Хорхе переводил заинтересованный взгляд с Фиделито на Матта.
— А ну, сядь, — прошипел Матт сквозь зубы.
— Стоп! — вскричал Хорхе. — Здесь мы видим пример наихудшего социального нарушения. Аристократишка превратил этого мальчика в лакея. И поэтому наказать следует лакея.
— Вы же его убьете, — вскричал Матт.
— Никто не может быть слишком мал для обучения, — возразил Хорхе. — Даже королей с младенчества пороли, чтобы приучить их не плакать на торжественных мероприятиях. С шестимесячного возраста!
«Он меня сделал», — с тоской подумал Матт. Сколько бы он ни сопротивлялся повелениям Хорхе, малышом он поступиться не мог.
— Хорошо, я признаюсь, — сказал Матт. — Я в самом деле уронил мыло в душевой и не поднял. И выбросил кашу, потому что в ней был таракан.
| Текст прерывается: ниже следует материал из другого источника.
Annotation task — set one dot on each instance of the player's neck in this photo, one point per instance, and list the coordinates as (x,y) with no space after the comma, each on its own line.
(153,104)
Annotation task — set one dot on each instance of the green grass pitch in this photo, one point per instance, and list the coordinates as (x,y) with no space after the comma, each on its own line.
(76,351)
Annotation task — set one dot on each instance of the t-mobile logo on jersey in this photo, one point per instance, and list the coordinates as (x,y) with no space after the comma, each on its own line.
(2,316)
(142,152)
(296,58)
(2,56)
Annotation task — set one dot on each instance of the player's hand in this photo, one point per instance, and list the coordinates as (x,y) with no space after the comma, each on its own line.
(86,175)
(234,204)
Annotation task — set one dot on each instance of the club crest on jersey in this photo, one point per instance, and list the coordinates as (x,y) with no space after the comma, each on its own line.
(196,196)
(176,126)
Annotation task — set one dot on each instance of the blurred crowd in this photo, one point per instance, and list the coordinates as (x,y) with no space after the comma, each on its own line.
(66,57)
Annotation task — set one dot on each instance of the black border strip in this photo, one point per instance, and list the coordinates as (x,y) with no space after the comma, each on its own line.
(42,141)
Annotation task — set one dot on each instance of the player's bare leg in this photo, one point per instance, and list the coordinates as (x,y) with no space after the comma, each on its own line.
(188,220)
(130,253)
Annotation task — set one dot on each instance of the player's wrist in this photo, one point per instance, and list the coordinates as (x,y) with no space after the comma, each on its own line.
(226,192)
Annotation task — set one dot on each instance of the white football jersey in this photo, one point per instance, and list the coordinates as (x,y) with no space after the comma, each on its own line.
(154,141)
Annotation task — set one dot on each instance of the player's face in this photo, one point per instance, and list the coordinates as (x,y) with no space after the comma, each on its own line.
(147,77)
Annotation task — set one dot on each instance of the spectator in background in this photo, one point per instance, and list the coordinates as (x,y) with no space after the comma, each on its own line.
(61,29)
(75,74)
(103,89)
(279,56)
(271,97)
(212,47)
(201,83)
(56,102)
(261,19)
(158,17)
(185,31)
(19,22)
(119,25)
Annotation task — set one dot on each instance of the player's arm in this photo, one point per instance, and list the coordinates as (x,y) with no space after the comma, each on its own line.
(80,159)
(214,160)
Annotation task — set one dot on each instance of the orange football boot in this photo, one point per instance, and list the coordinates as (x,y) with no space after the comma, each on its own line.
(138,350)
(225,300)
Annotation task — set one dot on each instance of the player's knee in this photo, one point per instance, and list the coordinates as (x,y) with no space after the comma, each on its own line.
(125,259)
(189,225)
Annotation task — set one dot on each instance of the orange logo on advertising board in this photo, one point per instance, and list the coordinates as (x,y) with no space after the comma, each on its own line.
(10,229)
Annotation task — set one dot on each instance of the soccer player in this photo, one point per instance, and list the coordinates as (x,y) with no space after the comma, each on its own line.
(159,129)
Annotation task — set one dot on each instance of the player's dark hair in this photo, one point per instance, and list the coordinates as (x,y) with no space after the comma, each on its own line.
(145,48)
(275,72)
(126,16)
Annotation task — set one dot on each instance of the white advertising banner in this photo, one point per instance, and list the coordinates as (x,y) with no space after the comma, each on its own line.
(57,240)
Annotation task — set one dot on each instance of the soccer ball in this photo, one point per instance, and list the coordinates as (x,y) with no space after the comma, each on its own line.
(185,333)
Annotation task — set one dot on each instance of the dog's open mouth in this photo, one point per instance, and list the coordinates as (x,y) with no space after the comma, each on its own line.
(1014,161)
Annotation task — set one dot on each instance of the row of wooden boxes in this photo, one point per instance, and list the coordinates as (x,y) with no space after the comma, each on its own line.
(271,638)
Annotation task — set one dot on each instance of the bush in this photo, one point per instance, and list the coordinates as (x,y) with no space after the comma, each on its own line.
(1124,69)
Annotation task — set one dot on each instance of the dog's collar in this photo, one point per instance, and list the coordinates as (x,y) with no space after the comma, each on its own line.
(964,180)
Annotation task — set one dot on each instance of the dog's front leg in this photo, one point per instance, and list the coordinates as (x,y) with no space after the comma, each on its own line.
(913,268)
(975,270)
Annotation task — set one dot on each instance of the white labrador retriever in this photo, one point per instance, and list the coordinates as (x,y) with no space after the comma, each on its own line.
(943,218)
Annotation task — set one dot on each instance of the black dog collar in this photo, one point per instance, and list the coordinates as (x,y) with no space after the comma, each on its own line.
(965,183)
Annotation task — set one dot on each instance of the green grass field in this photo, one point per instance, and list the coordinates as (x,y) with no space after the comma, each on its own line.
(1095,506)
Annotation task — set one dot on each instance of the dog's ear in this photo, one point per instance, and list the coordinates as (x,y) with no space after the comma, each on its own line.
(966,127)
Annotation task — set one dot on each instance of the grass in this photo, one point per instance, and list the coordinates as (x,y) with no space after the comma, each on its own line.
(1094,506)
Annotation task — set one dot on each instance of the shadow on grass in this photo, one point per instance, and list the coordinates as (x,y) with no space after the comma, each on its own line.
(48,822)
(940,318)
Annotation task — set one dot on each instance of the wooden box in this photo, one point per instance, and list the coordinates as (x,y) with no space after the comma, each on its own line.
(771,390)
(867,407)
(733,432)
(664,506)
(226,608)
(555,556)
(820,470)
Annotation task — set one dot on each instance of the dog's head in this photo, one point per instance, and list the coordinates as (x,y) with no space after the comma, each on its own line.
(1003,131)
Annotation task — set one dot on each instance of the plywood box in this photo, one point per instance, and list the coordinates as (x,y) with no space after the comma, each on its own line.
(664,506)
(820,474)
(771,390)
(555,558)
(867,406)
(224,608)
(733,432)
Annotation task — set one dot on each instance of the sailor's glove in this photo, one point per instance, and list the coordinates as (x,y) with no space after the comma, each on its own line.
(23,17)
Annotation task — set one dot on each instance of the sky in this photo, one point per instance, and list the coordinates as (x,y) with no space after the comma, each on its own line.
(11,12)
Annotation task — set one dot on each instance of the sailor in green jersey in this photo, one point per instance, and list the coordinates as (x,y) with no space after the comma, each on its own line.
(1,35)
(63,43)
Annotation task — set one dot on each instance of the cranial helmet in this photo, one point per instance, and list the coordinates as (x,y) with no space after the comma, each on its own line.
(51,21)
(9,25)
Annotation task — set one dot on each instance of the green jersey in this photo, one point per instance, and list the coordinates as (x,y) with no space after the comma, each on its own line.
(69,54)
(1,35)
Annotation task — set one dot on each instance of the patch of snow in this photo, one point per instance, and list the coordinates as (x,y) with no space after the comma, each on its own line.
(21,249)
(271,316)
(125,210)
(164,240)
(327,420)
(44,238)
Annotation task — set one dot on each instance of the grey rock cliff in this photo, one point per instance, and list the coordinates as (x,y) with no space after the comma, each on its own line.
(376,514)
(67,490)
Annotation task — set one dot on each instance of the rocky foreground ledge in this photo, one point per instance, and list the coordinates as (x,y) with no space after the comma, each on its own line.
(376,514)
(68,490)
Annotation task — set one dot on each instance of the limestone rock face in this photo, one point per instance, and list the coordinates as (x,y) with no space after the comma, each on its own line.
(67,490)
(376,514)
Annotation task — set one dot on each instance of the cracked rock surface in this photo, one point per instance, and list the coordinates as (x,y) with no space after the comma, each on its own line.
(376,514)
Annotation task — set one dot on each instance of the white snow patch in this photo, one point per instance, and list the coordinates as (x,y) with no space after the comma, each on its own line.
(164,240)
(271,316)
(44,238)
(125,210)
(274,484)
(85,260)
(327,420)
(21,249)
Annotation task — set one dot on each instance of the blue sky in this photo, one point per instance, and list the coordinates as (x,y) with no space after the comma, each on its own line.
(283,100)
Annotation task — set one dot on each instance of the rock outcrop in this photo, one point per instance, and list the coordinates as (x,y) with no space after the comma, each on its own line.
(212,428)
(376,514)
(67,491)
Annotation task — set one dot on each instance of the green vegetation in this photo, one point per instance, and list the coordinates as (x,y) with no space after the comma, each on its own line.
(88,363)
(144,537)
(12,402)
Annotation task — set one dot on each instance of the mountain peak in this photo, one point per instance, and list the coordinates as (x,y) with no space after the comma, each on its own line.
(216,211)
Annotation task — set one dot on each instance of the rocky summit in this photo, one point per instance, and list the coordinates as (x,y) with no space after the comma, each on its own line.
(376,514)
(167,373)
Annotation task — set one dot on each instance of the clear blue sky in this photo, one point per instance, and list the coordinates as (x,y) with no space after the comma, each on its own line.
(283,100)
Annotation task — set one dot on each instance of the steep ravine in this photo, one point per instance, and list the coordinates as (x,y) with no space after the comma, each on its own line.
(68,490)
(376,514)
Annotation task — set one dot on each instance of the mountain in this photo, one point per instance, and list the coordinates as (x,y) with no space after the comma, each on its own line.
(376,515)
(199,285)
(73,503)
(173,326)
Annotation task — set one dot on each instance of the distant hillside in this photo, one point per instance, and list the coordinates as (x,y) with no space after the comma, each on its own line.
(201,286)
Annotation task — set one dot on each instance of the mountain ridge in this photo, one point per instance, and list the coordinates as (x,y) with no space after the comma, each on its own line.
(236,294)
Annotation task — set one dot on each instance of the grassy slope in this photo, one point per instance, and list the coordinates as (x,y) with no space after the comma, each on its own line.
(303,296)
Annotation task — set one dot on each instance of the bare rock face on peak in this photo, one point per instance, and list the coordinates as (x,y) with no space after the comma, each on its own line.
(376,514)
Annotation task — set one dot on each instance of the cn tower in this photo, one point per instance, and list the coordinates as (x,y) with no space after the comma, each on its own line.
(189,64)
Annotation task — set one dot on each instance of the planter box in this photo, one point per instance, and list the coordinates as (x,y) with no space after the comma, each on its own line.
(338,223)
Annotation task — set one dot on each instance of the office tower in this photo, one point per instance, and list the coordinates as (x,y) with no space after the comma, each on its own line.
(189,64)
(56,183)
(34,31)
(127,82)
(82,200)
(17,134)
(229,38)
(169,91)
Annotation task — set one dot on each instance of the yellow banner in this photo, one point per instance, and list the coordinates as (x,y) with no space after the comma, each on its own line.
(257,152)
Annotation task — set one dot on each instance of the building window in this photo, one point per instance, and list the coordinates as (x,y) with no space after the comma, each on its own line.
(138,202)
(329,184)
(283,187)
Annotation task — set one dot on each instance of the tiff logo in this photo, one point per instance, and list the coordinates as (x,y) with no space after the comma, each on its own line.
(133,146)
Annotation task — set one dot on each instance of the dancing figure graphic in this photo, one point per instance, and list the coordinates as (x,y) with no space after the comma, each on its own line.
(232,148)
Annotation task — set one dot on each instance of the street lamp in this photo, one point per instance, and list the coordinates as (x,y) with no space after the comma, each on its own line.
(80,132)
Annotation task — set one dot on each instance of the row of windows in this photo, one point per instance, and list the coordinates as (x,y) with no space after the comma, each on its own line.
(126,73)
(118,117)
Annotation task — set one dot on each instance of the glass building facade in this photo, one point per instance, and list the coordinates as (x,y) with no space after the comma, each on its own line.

— А еще? — с любопытством осведомился Хранитель.
— Я пописал в креветочный чан — не спрашивайте в какой — не помню. И не закрыл воду в кухонной раковине.
— Встань в позу.
Матт послушался, ненавидя себя за это, но еще больше ненавидя Хранителя. Пока Хорхе расхаживал вокруг, изматывая ему нервы, мальчик хранил гордое молчание. А когда Хранитель метнулся через комнату и нанес первый удар, то не закричал, хотя едва не потерял сознание от боли.
Он безмолвно вытерпел и второй удар тоже, и третий, и четвертый. После шести ударов Хорхе решил, что на сегодня достаточно, а может, у него просто кончились силы, потраченные на порку Тон-Тона. Матт счел, что ему крупно повезло, но не сомневался, что впереди его ждут еще худшие мучения. Хорхе так легко не сдастся.
Матт кое-как доковылял до своего места и рухнул на койку. Он едва заметил, как ушел Хорхе, но, как только дверь закрылась, мальчишки повскакали со своих коек и сгрудились вокруг Матта.
— Ты молодчина! — кричали они.
— Хорхе — слабак, — презрительно бросил высокий тощий парень по имени Флако.
— Слабак?! — еле слышно проговорил Матт. — Но ведь уступил я.
— Чале! Ничего подобного! — воскликнул Флако. — Сегодня Хорхе перешел все границы. Если об этом услышат в Главном штабе Хранителей, ему конец.
— А кто им расскажет? — возразил Чачо. — Мы тут всё равно что на Луне.
— Скоро я стану взрослым и выйду отсюда, — сказал Флако. — Тогда поеду в Главный штаб и всё расскажу.
— Жду не дождусь, — буркнул Чачо.
— А ты храбрый малый — принял наказание вместо Фиделито, — сказал Флако Матту. — Мы думали, ты гнилой аристократишка, а ты, оказывается, такой же, как мы.
— А я вам что говорил! — просиял Фиделито.
И тут мальчишки принялись спорить, кто из них раньше всех понял, что Матт — не гнилой аристократишка, а муй хенте — классный парень. Матт лежал и чувствовал, что их признание обволакивает его, как теплая волна. От боли кружилась голова, но он был готов стерпеть всё что угодно, потому что его полюбили.